In certi stati psichici chiamati “affetti”, la partecipazione del corpo è così evidente e così intensa che alcuni studiosi della psiche hanno persino creduto che l’essenza degli affetti consista unicamente nelle loro manifestazioni somatiche. È universalmente noto quali straordinari mutamenti si verifichino nell’espressione facciale, nella circolazione sanguigna, nelle secrezioni, negli stati d’eccitamento dei muscoli volontari, sotto l’influsso per esempio della paura, dell’ira, del dolore psichico, dell’estasi sessuale. Meno noti, ma perfettamente accertati, sono altri esiti somatici degli affetti, che non fanno più parte della loro espressione. Stati affettivi durevoli di natura penosa o, come si dice, “depressiva”, quali dispiacere, preoccupazione e lutto, riducono lo stato di nutrizione del corpo in generale, fanno sì che i capelli imbianchino, il grasso scompaia e le pareti dei vasi sanguigni si modifichino in maniera patologica. Viceversa, sotto l’influsso di eccitazioni piacevoli, della “felicità”, si vede tutto il corpo fiorire e la persona riacquista alcuni contrassegni della giovinezza. I grandi affetti hanno evidentemente molto a che fare con la capacità di resistenza alle malattie infettive; ne è un buon esempio l’osservazione medica secondo cui la tendenza a contrarre il tifo e la dissenteria è di gran lunga più forte negli appartenenti a un’armata sconfitta che nei vincitori. Ma gli affetti, e per vero quasi esclusivamente quelli depressivi, diventano anche, abbastanza spesso, cause patogene di per sé, tanto di malattie del sistema nervoso con modificazioni anatomicamente dimostrabili, quanto di malattie di altri organi, talché si deve supporre che la persona colpita aveva già precedentemente in sé una predisposizione per questa malattia, rimasta sino allora inefficace.

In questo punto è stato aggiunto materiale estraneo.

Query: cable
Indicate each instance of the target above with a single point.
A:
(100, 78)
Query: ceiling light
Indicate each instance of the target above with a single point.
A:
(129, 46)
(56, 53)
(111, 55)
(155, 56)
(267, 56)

Stati patologici già avanzati possono essere influenzati da affetti impetuosi in modo molto rilevante, per lo più nel senso di un peggioramento, ma non mancano neppure esempi di un grande spavento, di un dolore improvviso, che attraverso una singolare trasmutazione dell’organismo hanno vantaggiosamente influenzato o addirittura abolito uno stato di malattia ben radicato. Sul fatto che, alla fine, la durata della vita possa essere notevolmente abbreviata da affetti depressivi, e così pure che un intenso spavento, una “offesa” o umiliazione cocente possa porre fine alla vita in modo improvviso, non esiste alcun dubbio; stranamente, quest’ultimo effetto si osserva a volte anche come conseguenza di una grande gioia inattesa.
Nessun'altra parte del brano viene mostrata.